What do you do when all those you interact with in your business are suddenly made out of your bounds? You search desperately for a place where transactions with your ecosystem are permitted.
That is precisely what actors in India’s blockchain ecosystem – developers, services providers, and other companies – are doing by moving bag and baggage to crypto-friendly destinations or at least seriously considering the option. The migration has been triggered by various moves of the Indian government to ring-fence all things cryptocurrency in the country as a result of which fledgling blockchain players here are looking for more friendly places.
Some even compare it to the brain drain in the dotcom boom that lead to a virtual exodus of topnotch tech professionals to countries with better opportunities. “We are having talented people and companies from the blockchain space move out of India.

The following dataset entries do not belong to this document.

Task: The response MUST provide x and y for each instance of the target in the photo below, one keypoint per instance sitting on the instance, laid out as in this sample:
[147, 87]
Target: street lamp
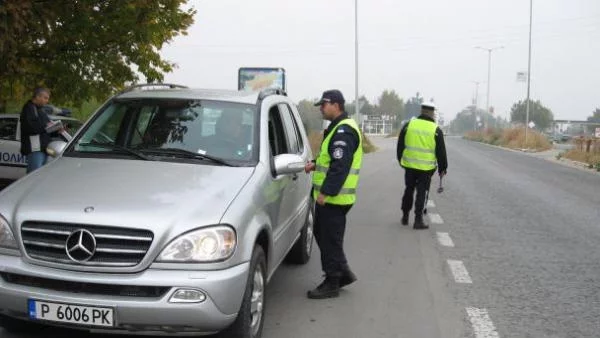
[489, 50]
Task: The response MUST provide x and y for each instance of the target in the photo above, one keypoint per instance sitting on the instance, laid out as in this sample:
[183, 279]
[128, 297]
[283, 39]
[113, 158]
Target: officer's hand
[321, 199]
[310, 166]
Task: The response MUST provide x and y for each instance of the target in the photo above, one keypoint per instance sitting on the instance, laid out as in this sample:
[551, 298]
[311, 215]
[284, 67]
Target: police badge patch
[338, 153]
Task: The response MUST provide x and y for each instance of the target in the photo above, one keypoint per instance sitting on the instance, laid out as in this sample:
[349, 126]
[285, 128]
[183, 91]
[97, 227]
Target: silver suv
[175, 208]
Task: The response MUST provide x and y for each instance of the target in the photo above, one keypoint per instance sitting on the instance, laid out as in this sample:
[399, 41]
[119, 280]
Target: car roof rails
[270, 91]
[151, 85]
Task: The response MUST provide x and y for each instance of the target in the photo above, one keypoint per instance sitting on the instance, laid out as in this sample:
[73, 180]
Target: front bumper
[133, 314]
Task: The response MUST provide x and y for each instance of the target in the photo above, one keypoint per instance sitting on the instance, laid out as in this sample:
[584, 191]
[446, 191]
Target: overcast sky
[424, 46]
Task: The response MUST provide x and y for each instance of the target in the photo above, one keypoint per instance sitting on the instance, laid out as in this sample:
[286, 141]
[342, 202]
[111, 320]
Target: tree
[85, 49]
[365, 107]
[595, 116]
[538, 113]
[310, 115]
[466, 120]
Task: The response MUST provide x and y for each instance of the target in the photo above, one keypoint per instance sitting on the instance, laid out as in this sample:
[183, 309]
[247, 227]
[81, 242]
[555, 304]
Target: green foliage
[85, 49]
[595, 116]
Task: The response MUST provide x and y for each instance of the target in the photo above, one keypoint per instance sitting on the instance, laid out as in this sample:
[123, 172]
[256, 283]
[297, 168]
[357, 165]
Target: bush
[513, 138]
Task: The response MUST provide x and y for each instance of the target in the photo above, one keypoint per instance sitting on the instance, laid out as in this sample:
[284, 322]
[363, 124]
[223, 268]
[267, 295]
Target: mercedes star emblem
[81, 246]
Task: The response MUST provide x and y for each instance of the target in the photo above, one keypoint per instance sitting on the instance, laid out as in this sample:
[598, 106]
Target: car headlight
[200, 246]
[7, 240]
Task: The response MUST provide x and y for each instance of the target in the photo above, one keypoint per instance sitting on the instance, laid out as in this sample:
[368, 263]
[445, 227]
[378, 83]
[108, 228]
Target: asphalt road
[516, 256]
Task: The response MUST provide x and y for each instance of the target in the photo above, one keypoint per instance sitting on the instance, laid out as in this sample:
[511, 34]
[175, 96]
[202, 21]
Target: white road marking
[461, 275]
[445, 240]
[435, 218]
[482, 324]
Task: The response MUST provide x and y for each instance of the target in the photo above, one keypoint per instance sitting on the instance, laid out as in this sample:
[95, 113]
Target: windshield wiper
[186, 154]
[116, 147]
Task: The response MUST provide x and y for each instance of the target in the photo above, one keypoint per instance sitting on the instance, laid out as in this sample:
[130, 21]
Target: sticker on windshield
[338, 153]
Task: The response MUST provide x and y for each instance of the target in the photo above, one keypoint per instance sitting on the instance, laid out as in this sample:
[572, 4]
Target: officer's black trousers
[419, 180]
[329, 228]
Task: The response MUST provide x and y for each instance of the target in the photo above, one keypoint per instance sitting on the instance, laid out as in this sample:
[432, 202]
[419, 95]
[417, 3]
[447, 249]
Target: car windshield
[173, 129]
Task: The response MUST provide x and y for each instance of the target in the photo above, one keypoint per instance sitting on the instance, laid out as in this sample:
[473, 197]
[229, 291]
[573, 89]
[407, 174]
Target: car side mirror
[55, 148]
[287, 164]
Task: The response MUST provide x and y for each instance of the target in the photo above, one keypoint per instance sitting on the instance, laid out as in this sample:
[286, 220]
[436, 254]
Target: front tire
[250, 319]
[302, 249]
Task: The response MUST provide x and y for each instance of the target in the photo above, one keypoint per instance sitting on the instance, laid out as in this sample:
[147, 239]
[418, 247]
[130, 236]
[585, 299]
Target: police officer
[335, 180]
[420, 150]
[34, 138]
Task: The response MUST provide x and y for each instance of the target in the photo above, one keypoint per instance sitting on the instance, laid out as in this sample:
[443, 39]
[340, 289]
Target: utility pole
[528, 71]
[489, 50]
[475, 99]
[356, 105]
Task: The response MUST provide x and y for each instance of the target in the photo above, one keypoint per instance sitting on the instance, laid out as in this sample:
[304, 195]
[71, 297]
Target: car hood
[159, 196]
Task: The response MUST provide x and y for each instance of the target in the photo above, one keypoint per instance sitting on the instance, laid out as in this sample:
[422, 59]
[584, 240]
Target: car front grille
[86, 288]
[100, 246]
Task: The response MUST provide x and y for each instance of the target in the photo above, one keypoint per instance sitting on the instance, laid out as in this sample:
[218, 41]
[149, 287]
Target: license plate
[70, 313]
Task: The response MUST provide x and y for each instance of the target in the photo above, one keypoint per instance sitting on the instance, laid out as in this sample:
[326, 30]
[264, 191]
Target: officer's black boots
[330, 288]
[420, 223]
[347, 278]
[404, 218]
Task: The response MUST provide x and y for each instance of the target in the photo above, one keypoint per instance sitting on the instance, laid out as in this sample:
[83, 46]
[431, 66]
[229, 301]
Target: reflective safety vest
[347, 195]
[419, 151]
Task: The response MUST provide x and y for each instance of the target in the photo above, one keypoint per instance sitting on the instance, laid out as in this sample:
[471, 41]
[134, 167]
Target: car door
[300, 186]
[280, 190]
[12, 164]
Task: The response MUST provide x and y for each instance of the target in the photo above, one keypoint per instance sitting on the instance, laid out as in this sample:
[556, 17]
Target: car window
[221, 129]
[8, 128]
[277, 134]
[292, 137]
[294, 129]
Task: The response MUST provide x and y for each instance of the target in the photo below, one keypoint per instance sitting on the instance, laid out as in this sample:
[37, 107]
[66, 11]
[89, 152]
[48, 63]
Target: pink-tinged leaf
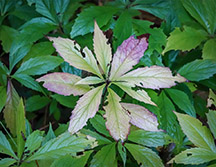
[70, 51]
[141, 117]
[127, 55]
[86, 108]
[140, 95]
[63, 84]
[154, 77]
[117, 120]
[102, 49]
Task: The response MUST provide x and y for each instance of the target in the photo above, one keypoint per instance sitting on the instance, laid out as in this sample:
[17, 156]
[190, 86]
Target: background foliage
[181, 36]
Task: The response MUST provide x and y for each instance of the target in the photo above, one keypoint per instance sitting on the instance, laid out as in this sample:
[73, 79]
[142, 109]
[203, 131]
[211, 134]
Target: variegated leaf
[90, 80]
[140, 95]
[86, 108]
[102, 49]
[127, 55]
[154, 77]
[141, 117]
[117, 120]
[63, 84]
[71, 53]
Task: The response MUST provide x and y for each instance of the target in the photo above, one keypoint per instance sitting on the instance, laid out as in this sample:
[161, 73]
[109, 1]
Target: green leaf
[7, 35]
[28, 82]
[98, 122]
[211, 117]
[36, 102]
[106, 157]
[20, 128]
[194, 156]
[68, 101]
[144, 156]
[84, 23]
[7, 162]
[5, 146]
[67, 160]
[203, 12]
[60, 146]
[209, 49]
[39, 65]
[117, 119]
[197, 133]
[185, 40]
[122, 32]
[10, 109]
[182, 101]
[147, 138]
[3, 97]
[34, 141]
[198, 70]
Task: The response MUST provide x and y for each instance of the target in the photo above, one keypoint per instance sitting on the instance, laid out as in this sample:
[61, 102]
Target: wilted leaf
[126, 56]
[117, 120]
[86, 108]
[63, 83]
[153, 77]
[141, 117]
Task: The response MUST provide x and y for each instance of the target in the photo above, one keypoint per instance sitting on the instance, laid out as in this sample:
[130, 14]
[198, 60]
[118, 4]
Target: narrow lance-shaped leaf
[71, 53]
[154, 77]
[127, 55]
[117, 120]
[86, 108]
[197, 134]
[63, 83]
[141, 117]
[102, 49]
[140, 95]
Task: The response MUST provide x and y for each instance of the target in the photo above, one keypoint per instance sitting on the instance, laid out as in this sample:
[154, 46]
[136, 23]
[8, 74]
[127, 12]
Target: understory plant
[108, 70]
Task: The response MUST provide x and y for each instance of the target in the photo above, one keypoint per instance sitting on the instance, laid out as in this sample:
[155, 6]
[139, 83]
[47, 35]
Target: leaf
[182, 101]
[63, 83]
[154, 77]
[7, 35]
[28, 82]
[39, 65]
[141, 117]
[106, 157]
[91, 80]
[196, 132]
[202, 12]
[117, 120]
[60, 146]
[86, 108]
[102, 49]
[84, 23]
[11, 108]
[98, 122]
[211, 117]
[7, 162]
[140, 95]
[144, 156]
[34, 141]
[71, 53]
[3, 97]
[185, 40]
[147, 138]
[126, 56]
[68, 101]
[194, 156]
[20, 128]
[209, 49]
[198, 70]
[36, 102]
[5, 146]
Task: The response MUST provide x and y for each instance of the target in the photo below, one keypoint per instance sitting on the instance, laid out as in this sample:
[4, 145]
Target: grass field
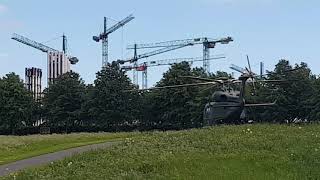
[13, 148]
[224, 152]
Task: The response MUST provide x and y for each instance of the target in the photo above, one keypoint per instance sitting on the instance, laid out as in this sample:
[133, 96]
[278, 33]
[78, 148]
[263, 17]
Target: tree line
[111, 104]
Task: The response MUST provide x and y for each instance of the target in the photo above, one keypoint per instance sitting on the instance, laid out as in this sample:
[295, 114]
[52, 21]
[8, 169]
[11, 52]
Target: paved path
[47, 158]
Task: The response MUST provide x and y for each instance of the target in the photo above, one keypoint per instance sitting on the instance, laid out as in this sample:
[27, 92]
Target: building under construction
[33, 80]
[58, 64]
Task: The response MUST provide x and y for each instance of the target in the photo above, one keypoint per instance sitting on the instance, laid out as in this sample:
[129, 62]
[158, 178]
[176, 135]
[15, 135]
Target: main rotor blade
[263, 104]
[174, 86]
[271, 81]
[287, 71]
[198, 78]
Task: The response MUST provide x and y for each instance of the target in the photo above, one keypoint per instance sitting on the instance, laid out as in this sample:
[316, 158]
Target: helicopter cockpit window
[223, 98]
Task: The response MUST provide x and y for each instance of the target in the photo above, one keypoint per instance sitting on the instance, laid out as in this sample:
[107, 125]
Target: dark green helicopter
[227, 105]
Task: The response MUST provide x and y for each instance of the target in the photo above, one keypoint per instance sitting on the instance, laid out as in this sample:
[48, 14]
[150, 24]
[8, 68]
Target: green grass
[13, 148]
[224, 152]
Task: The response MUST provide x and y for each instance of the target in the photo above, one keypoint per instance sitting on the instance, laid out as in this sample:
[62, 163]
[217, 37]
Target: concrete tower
[58, 64]
[33, 80]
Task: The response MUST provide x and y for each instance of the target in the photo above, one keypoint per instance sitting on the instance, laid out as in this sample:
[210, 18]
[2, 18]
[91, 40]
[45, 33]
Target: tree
[292, 95]
[16, 103]
[63, 100]
[111, 105]
[174, 108]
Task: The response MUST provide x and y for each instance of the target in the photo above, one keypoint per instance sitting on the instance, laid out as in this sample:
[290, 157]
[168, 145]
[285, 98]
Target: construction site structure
[208, 43]
[33, 81]
[58, 64]
[104, 36]
[143, 67]
[58, 61]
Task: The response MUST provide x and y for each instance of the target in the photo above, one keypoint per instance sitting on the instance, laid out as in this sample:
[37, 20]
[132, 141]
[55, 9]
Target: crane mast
[104, 36]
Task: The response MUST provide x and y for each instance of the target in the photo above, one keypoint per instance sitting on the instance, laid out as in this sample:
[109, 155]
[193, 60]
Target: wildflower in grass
[70, 163]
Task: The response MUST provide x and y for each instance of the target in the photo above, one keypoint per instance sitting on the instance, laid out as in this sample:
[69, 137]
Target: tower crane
[104, 36]
[58, 62]
[207, 43]
[143, 67]
[136, 57]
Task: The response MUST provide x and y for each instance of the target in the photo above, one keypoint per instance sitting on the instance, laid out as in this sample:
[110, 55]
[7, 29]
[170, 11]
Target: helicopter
[226, 106]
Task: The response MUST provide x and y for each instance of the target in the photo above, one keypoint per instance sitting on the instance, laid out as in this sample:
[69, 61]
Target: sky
[266, 30]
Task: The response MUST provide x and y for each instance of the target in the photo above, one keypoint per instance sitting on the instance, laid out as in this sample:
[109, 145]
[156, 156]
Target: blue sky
[267, 30]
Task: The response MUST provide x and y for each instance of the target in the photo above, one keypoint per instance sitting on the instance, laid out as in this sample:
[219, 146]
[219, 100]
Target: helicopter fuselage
[225, 108]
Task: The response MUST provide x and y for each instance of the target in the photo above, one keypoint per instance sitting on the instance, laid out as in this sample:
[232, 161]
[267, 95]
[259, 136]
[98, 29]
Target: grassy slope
[226, 152]
[14, 148]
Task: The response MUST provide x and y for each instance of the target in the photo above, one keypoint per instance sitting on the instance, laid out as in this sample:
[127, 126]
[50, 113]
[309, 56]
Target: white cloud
[3, 8]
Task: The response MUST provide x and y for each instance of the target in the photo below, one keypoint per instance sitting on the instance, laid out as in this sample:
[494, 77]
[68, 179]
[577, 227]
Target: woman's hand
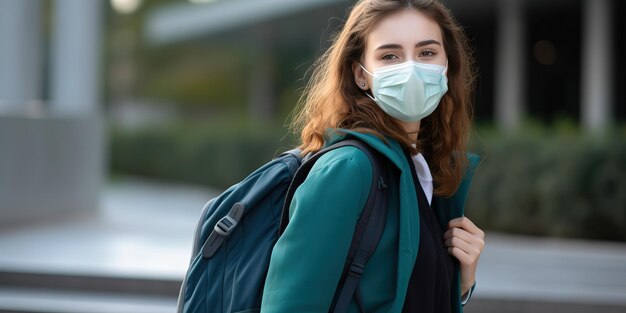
[465, 242]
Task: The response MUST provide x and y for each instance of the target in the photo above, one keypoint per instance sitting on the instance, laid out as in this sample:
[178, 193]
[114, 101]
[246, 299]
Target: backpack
[237, 231]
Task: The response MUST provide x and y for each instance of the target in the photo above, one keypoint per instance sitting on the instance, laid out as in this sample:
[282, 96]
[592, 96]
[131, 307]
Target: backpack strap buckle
[222, 229]
[225, 225]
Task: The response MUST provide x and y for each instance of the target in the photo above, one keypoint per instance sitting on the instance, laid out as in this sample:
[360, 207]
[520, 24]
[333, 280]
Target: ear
[359, 76]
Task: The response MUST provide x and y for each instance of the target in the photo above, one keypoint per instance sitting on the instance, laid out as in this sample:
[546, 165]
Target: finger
[467, 224]
[466, 247]
[473, 240]
[459, 254]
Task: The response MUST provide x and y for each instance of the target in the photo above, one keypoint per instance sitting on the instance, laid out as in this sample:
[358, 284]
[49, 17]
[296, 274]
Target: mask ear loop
[366, 93]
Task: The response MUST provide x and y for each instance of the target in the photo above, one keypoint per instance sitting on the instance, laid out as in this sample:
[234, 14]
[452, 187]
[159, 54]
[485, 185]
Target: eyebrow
[417, 45]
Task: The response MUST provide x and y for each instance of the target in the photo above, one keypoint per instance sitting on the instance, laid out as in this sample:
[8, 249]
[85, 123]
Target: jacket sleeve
[308, 259]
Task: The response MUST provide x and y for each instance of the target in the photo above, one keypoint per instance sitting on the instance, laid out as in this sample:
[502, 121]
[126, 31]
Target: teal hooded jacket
[308, 259]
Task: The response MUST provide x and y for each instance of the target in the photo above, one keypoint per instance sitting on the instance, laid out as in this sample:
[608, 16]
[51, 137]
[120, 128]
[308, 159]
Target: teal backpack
[238, 229]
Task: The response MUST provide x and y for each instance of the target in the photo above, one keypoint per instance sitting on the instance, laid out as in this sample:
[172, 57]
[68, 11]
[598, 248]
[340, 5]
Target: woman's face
[406, 35]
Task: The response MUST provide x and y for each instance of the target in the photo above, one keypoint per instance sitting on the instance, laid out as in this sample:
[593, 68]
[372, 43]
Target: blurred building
[543, 60]
[51, 140]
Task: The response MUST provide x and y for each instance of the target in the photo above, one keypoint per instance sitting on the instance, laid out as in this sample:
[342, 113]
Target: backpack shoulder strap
[370, 225]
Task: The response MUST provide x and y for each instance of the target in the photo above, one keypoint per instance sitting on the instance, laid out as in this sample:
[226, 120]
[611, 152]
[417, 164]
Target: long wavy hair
[331, 98]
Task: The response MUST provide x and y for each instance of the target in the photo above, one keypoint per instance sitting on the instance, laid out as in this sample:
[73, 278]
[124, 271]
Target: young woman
[398, 77]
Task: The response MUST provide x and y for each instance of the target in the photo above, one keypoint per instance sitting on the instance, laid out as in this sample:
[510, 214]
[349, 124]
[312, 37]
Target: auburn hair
[331, 98]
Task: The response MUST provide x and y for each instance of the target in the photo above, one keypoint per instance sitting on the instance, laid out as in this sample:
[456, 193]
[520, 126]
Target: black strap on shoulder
[369, 228]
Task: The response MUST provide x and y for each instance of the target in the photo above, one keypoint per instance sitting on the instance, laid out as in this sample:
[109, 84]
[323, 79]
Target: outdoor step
[29, 300]
[90, 283]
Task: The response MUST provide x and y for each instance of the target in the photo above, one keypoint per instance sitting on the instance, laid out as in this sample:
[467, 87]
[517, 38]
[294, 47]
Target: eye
[427, 53]
[389, 57]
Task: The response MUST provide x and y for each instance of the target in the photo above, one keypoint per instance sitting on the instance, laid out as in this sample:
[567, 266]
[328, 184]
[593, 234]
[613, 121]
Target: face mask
[409, 91]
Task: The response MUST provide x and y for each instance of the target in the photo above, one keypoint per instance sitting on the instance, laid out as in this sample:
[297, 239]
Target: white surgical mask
[409, 91]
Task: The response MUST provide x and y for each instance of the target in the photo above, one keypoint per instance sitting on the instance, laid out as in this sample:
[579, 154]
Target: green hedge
[537, 182]
[551, 183]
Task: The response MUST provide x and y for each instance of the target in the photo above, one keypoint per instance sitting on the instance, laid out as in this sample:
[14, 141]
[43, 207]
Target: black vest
[430, 286]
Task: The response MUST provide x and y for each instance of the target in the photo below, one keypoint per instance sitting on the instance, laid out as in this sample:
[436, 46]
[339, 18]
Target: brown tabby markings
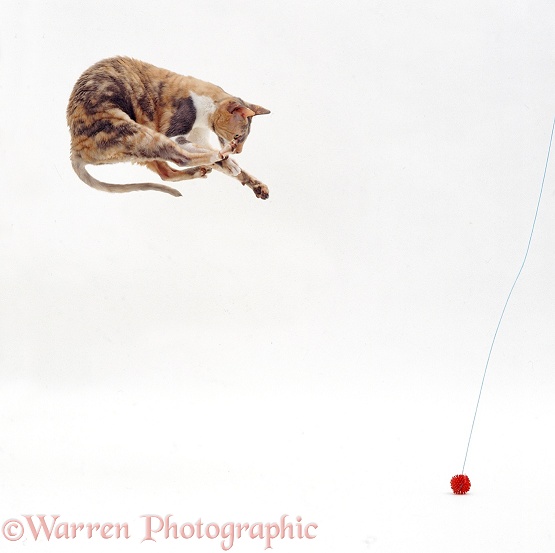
[123, 109]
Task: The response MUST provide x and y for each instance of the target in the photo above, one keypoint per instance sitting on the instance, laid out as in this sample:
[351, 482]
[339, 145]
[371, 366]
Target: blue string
[510, 294]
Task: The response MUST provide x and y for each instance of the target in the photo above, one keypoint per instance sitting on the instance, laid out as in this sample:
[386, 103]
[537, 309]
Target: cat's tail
[79, 167]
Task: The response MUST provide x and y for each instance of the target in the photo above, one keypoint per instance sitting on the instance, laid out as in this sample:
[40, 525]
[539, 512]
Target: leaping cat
[122, 109]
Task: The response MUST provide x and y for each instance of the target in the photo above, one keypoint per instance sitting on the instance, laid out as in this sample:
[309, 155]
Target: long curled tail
[79, 167]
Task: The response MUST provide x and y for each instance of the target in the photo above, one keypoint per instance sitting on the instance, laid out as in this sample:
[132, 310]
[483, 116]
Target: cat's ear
[239, 109]
[245, 109]
[258, 110]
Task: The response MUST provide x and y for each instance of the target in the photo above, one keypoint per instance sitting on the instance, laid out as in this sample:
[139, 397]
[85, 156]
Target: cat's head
[232, 121]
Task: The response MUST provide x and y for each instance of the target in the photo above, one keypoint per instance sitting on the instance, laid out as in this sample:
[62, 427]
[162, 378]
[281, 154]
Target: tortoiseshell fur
[123, 109]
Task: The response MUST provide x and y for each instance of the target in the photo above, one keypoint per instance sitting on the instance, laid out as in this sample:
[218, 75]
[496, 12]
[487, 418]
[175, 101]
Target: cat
[123, 109]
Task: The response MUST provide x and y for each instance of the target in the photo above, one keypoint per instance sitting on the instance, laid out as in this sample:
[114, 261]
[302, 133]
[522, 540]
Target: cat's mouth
[236, 147]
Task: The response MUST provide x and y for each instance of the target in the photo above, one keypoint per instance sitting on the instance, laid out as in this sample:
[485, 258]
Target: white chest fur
[205, 107]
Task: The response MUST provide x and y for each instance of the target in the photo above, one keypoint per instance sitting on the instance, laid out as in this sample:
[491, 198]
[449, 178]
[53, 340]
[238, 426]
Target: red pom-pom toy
[460, 484]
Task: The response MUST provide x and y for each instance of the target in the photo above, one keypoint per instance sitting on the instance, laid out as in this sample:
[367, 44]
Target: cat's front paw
[202, 171]
[261, 191]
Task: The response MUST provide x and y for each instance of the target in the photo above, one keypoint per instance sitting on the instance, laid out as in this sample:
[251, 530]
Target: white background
[318, 354]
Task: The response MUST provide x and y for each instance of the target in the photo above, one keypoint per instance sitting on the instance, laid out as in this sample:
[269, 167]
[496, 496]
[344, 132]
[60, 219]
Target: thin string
[510, 294]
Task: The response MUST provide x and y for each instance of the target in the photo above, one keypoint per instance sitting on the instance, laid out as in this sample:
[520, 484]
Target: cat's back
[139, 89]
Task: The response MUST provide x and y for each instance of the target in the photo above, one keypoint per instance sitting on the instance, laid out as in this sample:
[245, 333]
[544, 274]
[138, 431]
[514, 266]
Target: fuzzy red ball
[460, 484]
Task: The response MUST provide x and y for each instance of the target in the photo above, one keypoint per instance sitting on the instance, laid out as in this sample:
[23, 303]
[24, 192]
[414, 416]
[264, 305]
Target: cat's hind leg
[167, 173]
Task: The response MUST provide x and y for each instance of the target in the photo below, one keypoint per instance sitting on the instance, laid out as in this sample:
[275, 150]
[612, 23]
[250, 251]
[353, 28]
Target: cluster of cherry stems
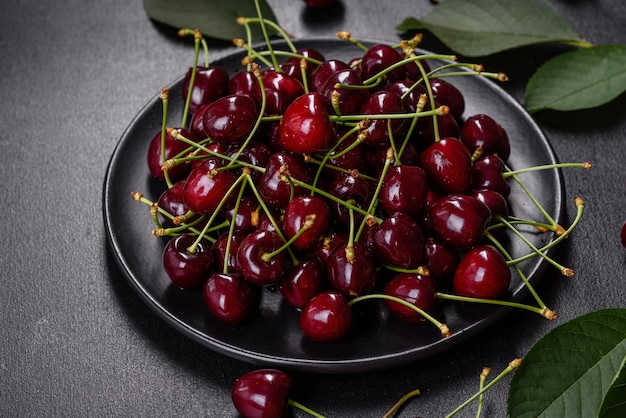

There are enough countries out there who realise the importance and want to take a lead in the blockchain ecosystem,” says Joel John, an analyst at UK-based Outlier Ventures.
This comes on top of a trend where startups and companies from India anyway find jurisdictions such as Singapore and Ireland attractive for tax, startup funding, and other reasons.
“Companies moving abroad is not a new trend but the regulatory complexities faced by blockchain companies have accelerated it,” says John. “They can easily fly down to a Malta, Singapore or a Cayman Island, set up the company and start working on their product. You rather lead a technology wave than play catch up.”
The product, he added, may still be developed in India even if the company is registered abroad.
There are a few blockchain destinations that are attracting the Indians – each with its own pluses and minuses. Singapore, Estonia, the UK, Switzerland, and Japan are some names that come up in blockchain communities but among them, Estonia seems to be the favourite thanks to the crypto- and tech-friendly regulatory environment there and the ease of doing business.
Ask Abhinav Arora, chief marketing officer at Enkidu, a decentralised collaboration platform being built in Bengaluru. Its parent company Avalon Labs is a Singapore-registered entity.
“We had decided to go the ICO way and for that, the current Indian regulatory setup makes it difficult,” says Arora. Enkidu is looking to register itself in Estonia. “We also thought of Japan but that did not make financial sense to us because of the (taxation) cost involved in liquidating our Ether holdings. We even briefly considered Cayman as an option but Estonia was best suited for our projects especially with the ICO plan.”
ICO, short for initial coin offer, can be thought of as an IPO with minimal regulation and frictionless crowdfunding. A company doing an ICO usually raises money by selling its crypto tokens in exchange for cryptocurrency: BTC or ETH in most cases. But unlike an IPO, an ICO may not entitle the holder to shares or a stake in the issuing company. Instead, the value of the token issued during the ICO increases based on how well the company is doing.
In the recently concluded pre-sale of its ICO, Enkidu raised 1,311 ETH and the company is currently in the process of deciding on its ICO dates.
“The money from the ICO is for us to fund the development of our product but how do you fund product development when we cannot liquidate the Ether (in India) we raised through the ICO. That was the problem we faced in India,” says Arora.
Estonia launched its e-residency programme in December 2014 making it easy to register a company. Its representatives have been holding sessions in India to attract entrepreneurs there with a goal of 200 registered Indian startups.
In the rush to Estonia are blockchain companies from India. One among them is Indium, an Ethereum-compatible blockchain network with a focus on utility apps and public goods, founded by Nilesh Trivedi, a blockchain developer from Bengaluru.
“Crypto and blockchain are only one of the reasons for registering in Estonia. Being registered there will also allow me to offer other services and conduct business in the EU. Also the tax regime there is good,” says Trivedi, who is completing his e-residency process. “I would also ideally like to diversify from India given the way things are moving here in regard to cryptocurrency and the blockchain space. It’s too uncertain,” he says.
What also attracted him, Trivedi says, was that travel to Estonia to get his company registered was optional and the taxation regime was favourable. “To apply for e-residency, I had to give them a scanned copy of my passport, photograph, and very basic details. Now, one month later, my ID has arrived at the embassy,” he says.
While collecting the ID, a biometric verification will be done. There are service providers to help set up a company, open a bank account, and even keep books. The residency “will just cost me 100 Euros for three years and I can renew it again after that,” says Trivedi.